Наконец подсчитав всю сумму, он собрался подняться
наверх, откуда уже раздавался резкий храп Марфы Семеновны.
"Э, а лет 20 назад она так еще не храпела", - подумал
Ухарев.
Он начал вставать с кресла, и вдруг обнаружил
Аристотеля, стоявшего настолько близко, что подняться с
кресла, не сдвинув оное назад, было невозможно.
--Пошел прочь! - сердито сказал Ухарев. Двигать кресло в
его намерения не входило.
Аристотель не сдвинулся с места.
--Пошел, кому говорят! - Ухарев глядел на существо снизу
вверх.
КЛИНК!!!
Растопырились пальцы-лезвия.
Ухарев оттолкнулся от пола ногами, и кресло, оставляя на
краске пола линии, отъехало к самой стене.
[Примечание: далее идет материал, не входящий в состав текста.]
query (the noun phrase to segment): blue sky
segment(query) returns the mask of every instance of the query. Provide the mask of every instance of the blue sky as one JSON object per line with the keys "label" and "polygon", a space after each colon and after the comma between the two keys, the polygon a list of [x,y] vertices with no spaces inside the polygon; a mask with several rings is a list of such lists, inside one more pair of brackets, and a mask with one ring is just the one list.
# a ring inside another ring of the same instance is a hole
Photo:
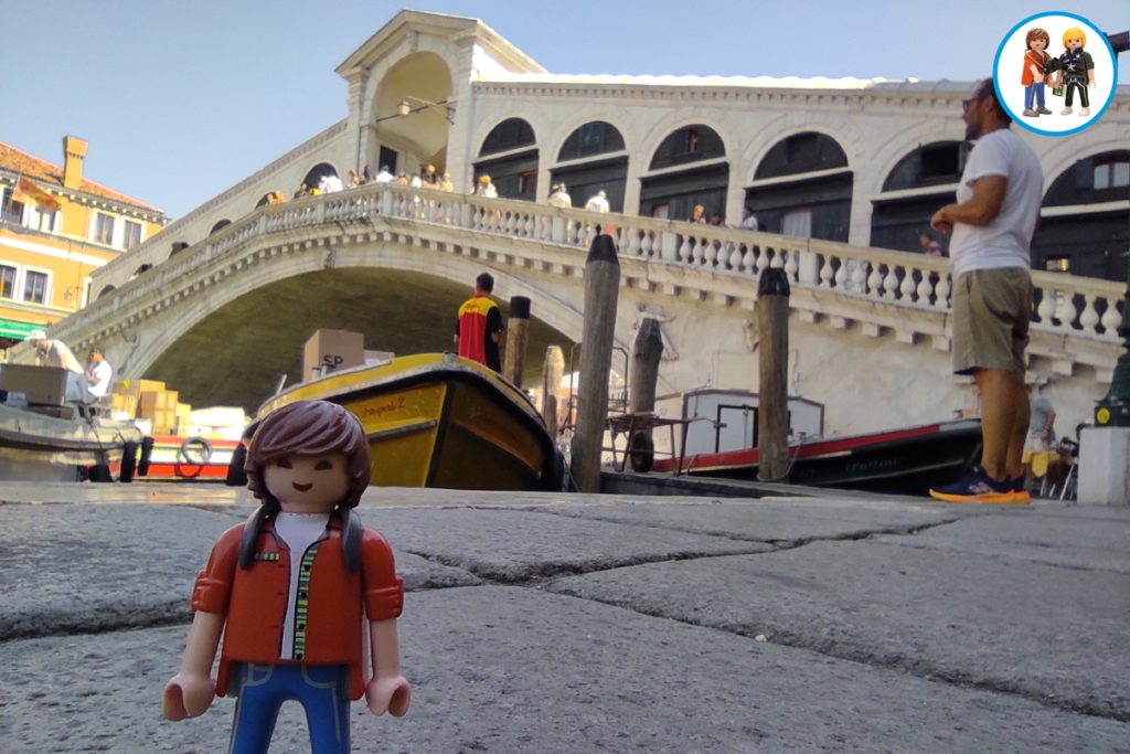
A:
{"label": "blue sky", "polygon": [[[333,69],[403,0],[6,2],[0,141],[61,162],[90,142],[86,176],[186,214],[346,114]],[[433,0],[481,18],[557,73],[918,77],[973,80],[1042,10],[1106,32],[1130,0]],[[1090,45],[1088,45],[1090,46]],[[1130,53],[1119,80],[1130,84]]]}

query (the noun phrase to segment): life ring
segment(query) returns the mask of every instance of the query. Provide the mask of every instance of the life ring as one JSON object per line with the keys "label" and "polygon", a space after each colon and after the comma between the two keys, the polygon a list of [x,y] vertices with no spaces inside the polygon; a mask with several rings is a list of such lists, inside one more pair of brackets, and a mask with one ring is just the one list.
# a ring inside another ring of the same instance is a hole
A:
{"label": "life ring", "polygon": [[176,458],[183,463],[203,466],[211,460],[211,443],[203,437],[185,437]]}

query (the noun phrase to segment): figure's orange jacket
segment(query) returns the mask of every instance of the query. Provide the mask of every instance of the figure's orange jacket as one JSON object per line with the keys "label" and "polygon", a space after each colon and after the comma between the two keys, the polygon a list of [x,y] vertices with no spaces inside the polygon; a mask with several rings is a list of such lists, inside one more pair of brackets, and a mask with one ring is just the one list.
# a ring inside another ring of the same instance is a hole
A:
{"label": "figure's orange jacket", "polygon": [[316,549],[305,629],[301,622],[296,626],[295,659],[281,660],[290,553],[276,536],[273,519],[268,519],[255,539],[251,564],[241,569],[242,535],[242,523],[220,535],[192,590],[192,609],[227,616],[216,693],[224,696],[227,692],[232,662],[348,665],[350,697],[360,699],[365,693],[362,604],[370,621],[399,617],[403,607],[403,580],[395,573],[389,543],[373,529],[364,529],[360,564],[356,573],[349,573],[341,553],[341,525],[337,517],[330,519],[312,546]]}

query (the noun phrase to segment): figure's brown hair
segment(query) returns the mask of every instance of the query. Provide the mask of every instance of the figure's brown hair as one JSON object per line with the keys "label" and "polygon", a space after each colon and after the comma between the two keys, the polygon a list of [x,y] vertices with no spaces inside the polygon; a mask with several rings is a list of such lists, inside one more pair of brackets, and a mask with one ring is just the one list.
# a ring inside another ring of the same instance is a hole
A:
{"label": "figure's brown hair", "polygon": [[1048,32],[1040,28],[1038,26],[1033,26],[1032,28],[1028,29],[1027,35],[1025,35],[1024,37],[1025,49],[1032,50],[1032,43],[1035,42],[1036,40],[1044,41],[1044,51],[1046,51],[1049,45],[1051,45],[1052,43],[1051,37],[1048,36]]}
{"label": "figure's brown hair", "polygon": [[242,567],[251,563],[252,547],[263,521],[279,511],[279,501],[267,488],[264,468],[280,458],[328,453],[346,457],[349,487],[332,514],[341,520],[346,563],[350,572],[356,570],[360,551],[360,519],[351,509],[360,502],[372,474],[368,439],[360,419],[341,406],[324,400],[299,400],[271,411],[251,439],[243,470],[247,474],[247,488],[262,501],[262,505],[243,528],[240,543]]}

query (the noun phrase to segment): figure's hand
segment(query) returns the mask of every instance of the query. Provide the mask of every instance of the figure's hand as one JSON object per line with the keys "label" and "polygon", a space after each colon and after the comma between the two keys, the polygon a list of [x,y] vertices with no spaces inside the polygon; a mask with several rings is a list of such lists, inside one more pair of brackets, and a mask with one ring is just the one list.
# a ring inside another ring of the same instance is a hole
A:
{"label": "figure's hand", "polygon": [[399,718],[408,712],[411,701],[411,688],[401,675],[375,677],[365,687],[365,702],[373,714],[388,712]]}
{"label": "figure's hand", "polygon": [[933,217],[930,218],[930,227],[939,233],[946,234],[954,229],[954,223],[946,217],[946,210],[949,209],[949,207],[950,206],[947,205],[933,214]]}
{"label": "figure's hand", "polygon": [[177,673],[165,684],[162,707],[166,720],[183,720],[203,714],[216,699],[216,684],[205,675]]}

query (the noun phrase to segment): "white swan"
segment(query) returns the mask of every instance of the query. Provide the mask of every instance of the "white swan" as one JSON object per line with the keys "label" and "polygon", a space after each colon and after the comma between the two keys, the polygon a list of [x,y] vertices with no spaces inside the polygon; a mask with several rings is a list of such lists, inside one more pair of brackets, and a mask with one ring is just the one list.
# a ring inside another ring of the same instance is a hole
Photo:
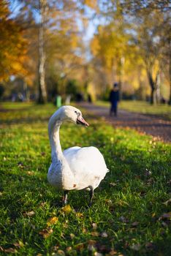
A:
{"label": "white swan", "polygon": [[67,203],[69,190],[83,189],[90,190],[91,205],[94,190],[104,178],[108,169],[102,154],[94,146],[75,146],[62,152],[59,128],[64,121],[88,127],[80,110],[72,106],[60,108],[50,117],[48,132],[52,163],[48,170],[48,180],[52,186],[64,190],[64,205]]}

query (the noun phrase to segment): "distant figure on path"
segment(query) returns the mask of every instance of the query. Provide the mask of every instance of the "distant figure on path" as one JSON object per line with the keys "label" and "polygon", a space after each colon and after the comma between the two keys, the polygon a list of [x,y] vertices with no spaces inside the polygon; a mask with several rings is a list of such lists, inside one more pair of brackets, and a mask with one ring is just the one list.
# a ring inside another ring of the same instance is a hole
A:
{"label": "distant figure on path", "polygon": [[113,113],[117,116],[117,105],[119,101],[119,88],[117,83],[113,84],[113,88],[110,94],[110,102],[111,103],[110,109],[110,116],[111,116]]}

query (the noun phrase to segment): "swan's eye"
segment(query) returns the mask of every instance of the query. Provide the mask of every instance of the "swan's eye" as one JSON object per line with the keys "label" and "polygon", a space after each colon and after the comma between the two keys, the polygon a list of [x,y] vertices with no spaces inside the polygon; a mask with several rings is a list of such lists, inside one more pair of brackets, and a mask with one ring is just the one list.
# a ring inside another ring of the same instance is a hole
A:
{"label": "swan's eye", "polygon": [[75,110],[75,113],[76,113],[76,114],[77,115],[77,116],[80,116],[80,113],[78,113],[77,111]]}

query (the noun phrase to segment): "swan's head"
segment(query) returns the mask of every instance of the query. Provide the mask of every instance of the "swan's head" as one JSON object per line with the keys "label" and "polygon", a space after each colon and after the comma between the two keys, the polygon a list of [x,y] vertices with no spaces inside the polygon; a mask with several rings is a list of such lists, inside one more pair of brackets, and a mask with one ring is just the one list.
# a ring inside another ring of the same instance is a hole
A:
{"label": "swan's head", "polygon": [[81,111],[75,107],[62,106],[58,109],[58,112],[59,112],[60,119],[61,121],[69,121],[86,127],[89,126],[83,118]]}

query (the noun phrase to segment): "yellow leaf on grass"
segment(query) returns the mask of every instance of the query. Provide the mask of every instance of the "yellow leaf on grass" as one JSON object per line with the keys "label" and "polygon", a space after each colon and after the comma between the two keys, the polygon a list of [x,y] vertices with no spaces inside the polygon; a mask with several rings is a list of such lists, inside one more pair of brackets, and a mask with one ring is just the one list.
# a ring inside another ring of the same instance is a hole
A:
{"label": "yellow leaf on grass", "polygon": [[50,226],[52,225],[55,225],[58,222],[58,218],[56,217],[50,218],[47,222],[47,225]]}
{"label": "yellow leaf on grass", "polygon": [[69,205],[62,207],[61,211],[66,214],[72,211],[72,208]]}
{"label": "yellow leaf on grass", "polygon": [[78,217],[78,218],[83,218],[84,216],[83,216],[83,214],[82,214],[81,212],[76,212],[76,217]]}
{"label": "yellow leaf on grass", "polygon": [[44,238],[47,238],[51,233],[53,233],[53,229],[45,229],[39,232],[39,234],[42,236]]}

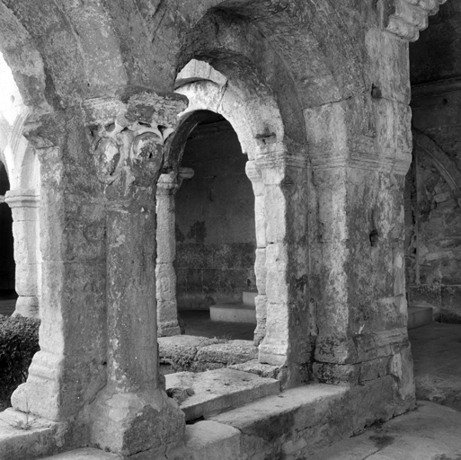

Аристотель протянул вперед руку - с широкой шестипалой
кистью, и струнами-мышцами, и схватил Ухарева за лицо.
...Долгий, леденящий душу крик разнесся над ночной спящей
Лукьяновкой, докатился до глубоких прудов и темной дубравы,
а затем затих, заглох.
****
Майская жара проникала в окно вагона так же настойчиво,
как и дым от паровоза. В купе ехали двое – и больше никого.
Да еще чемодан, набитый деньгами.
Один пассажир был высок ростом и широк в плечах. Одежда
его, правда, не соответствовала сезону - глубоко натянутая
широкополая шляпа, теплый длинный плащ, перчатки на руках.
Круглые черные очки и повязанный вокруг лица шарф завершали
картину.
Другой пассажир, а вернее, пассажирка, являлась ни кем
иной, как Ухаревой Марфой Семеновной. Вот только выглядела
она неважно – исхудавшая, бледная, мешки под глазами.
Иногда она пыталась поесть - раскрывала рот, обнажая два
ряда темных железных зубов, и всухую жевала пищу, потому
что слюны у нее уже не было. За щеками перекатывались
буграми механические мышцы. Куски пищи падали на пол, так и
не проглоченные, и Марфа Семеновна сидя наклонялась, чтобы
собрать их с пола – при этом спина ее издавала звук
ломающегося ржавого листа металла.
Попутчик ее молча смотрел в окно. На проплывающие мимо
домики с белыми стенами, яблоневые сады, и небольшие
болотца.
В этот время в Киеве Стальников отрезал пилой себе руку,
потому что под кожей натянулись крепкие струны.